Leinart fighting to keep backup job

FLAGSTAFF, Ariz. — A year ago in training camp, Matt Leinart was trying, and ultimately failing, to keep the Arizona starting quarterback job.

Now he’s in a fight to remain No. 2.

Cardinals coach Ken Whisenhunt assured Brian St. Pierre that he’d get a shot at the backup job to Kurt Warner, and he hasn’t backed off that pledge in the first week of camp.

“I think they’re just pushing me, as they’ve been doing for a long time now,” Leinart said in an interview on Tuesday. “I’ve been through a lot the last couple of years and seen a lot of different situations and stuff, so what’s another one for the books?”

Leinart says he’s confident in his abilities — and he laughs off suggestions that this is another sign that his NFL career is a bust.

“For me, it’s just nonsense,” he said. “I’ve learned you don’t pay attention to that stuff. Guys are going to try to create controversy or drama and all that kind of stuff. One little article is not going to put me down. I’ve been through a lot more than that.”

Whisenhunt brushed aside the situation as a non-story.

“To be talking about a competition at the second-team quarterback to me just means there’s not a whole lot else going on,” he said, “because nobody talks about the battles for the second-team running back or the second-team linebacker and there’s no difference in my eyes.”

Except when the name is Leinart, who won the Heisman Trophy and directed USC to two national championships before coming to the Cardinals. A year ago, Leinart and Warner had a tough fight for the job before the veteran was named the starter just after the last preseason game.

What followed was a Pro Bowl season for Warner and a spectacular run to the Super Bowl, with Leinart watching from the sidelines. The young quarterback never complained, and he isn’t complaining now with St. Pierre in the picture.

“It doesn’t bother me at all because I know what I need to do just to continue to have a chance to play and that’s all I’m really worried about,” he said. “I welcome competition, as everyone else should, because it makes you better, I think.”

St. Pierre, undrafted out of Boston College in 2003, has a long relationship with Whisenhunt going back to their days with the Pittsburgh Steelers. St. Pierre became a free agent after last season, and Whisenhunt didn’t want to let him get away.

“I think that one thing that he wanted to know is he would have a chance to compete,” Whisenhunt said, “and I think we’ve shown that, whether it’s the quarterback position or any other position, we believe in competition. So I feel very good about how he and Matt have both competed.”
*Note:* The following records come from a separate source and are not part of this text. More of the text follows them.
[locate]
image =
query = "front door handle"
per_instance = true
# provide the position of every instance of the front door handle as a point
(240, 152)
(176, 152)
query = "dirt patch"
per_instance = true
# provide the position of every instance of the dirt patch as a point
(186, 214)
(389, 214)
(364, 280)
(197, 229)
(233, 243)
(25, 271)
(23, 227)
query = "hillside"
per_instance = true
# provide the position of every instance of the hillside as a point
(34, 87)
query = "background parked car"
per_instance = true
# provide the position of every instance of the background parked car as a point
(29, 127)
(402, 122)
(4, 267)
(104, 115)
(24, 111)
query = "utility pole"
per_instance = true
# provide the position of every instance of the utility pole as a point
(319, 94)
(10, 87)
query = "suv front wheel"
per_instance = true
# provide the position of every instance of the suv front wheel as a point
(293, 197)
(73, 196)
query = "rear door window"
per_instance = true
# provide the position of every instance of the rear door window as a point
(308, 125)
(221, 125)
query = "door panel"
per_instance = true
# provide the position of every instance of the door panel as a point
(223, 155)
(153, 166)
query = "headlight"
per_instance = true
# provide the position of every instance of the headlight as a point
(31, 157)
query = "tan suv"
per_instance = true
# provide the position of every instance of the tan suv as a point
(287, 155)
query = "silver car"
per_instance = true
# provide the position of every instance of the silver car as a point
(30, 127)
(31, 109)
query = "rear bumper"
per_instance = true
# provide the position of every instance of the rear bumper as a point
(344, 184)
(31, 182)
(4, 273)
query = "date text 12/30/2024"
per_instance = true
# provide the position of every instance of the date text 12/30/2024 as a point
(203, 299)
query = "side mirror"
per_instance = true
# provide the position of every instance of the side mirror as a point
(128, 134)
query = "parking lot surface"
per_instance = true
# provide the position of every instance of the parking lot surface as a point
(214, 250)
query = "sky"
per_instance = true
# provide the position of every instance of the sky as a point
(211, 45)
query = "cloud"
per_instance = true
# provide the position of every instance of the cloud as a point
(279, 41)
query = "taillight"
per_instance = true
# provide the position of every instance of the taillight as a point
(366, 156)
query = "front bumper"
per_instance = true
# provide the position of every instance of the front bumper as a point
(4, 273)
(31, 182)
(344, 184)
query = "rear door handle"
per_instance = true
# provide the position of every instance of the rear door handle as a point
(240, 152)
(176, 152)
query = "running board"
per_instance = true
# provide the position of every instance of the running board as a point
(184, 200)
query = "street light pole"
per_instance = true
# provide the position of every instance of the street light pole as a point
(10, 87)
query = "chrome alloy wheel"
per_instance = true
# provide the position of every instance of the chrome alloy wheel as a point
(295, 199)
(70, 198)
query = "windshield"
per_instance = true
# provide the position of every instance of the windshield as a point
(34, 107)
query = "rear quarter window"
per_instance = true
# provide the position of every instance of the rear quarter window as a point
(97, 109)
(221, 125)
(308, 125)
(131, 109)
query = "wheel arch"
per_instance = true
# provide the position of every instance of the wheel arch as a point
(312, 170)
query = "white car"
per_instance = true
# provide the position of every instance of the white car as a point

The coaches have been impressed with the growing maturity of Leinart, who at 26 and entering his fourth NFL season seems to have escaped his party-boy image.

“This game forces you to grow up a lot, no matter what position or what you go through,” Leinart said. “You become a man, you become a professional, you learn to act like a professional football player.”

He also points to his 3-year-old son Cole.

“My life and everything has kind of been more in the spotlight than others just from college and all that,” Leinart said. “It has its downfalls and it’s fun sometimes. Becoming a father really made a big difference in my life in the best way possible, as it probably does most parents.”

Leinart says he’s more comfortable with the offense than he’s ever been. He’s making the right reads, and the game is slowing down for him, he said.

Since Leinart went down with a broken collarbone in Game 5 of the 2007 season, Warner has made 31 straight starts. Leinart played in just four games last season and was on the sidelines throughout the playoffs.

Last season in New England, longtime backup quarterback Matt Cassel was forced into immediate action when Tom Brady sustained a season-ending knee injury in the Patriots’ opening game.

He led the Patriots to an 11-5 mark and turned that into a lucrative deal with the Kansas City Chiefs.

“You just have to always be ready. You look at Matt Cassel’s situation,” Leinart said. “I realize that I’m one play away but you’ve just got to keep preparing and keep studying and keep learning as much as you can because when that opportunity comes, I want to play at a high level like Kurt plays at.”

Leinart prides himself on his patience but says he is getting anxious.

“I’m starting to get on edge a little bit,” he said. “I just want to get out there. I feel I haven’t played in a while, which is true, but like I said, I’ll be ready to go.”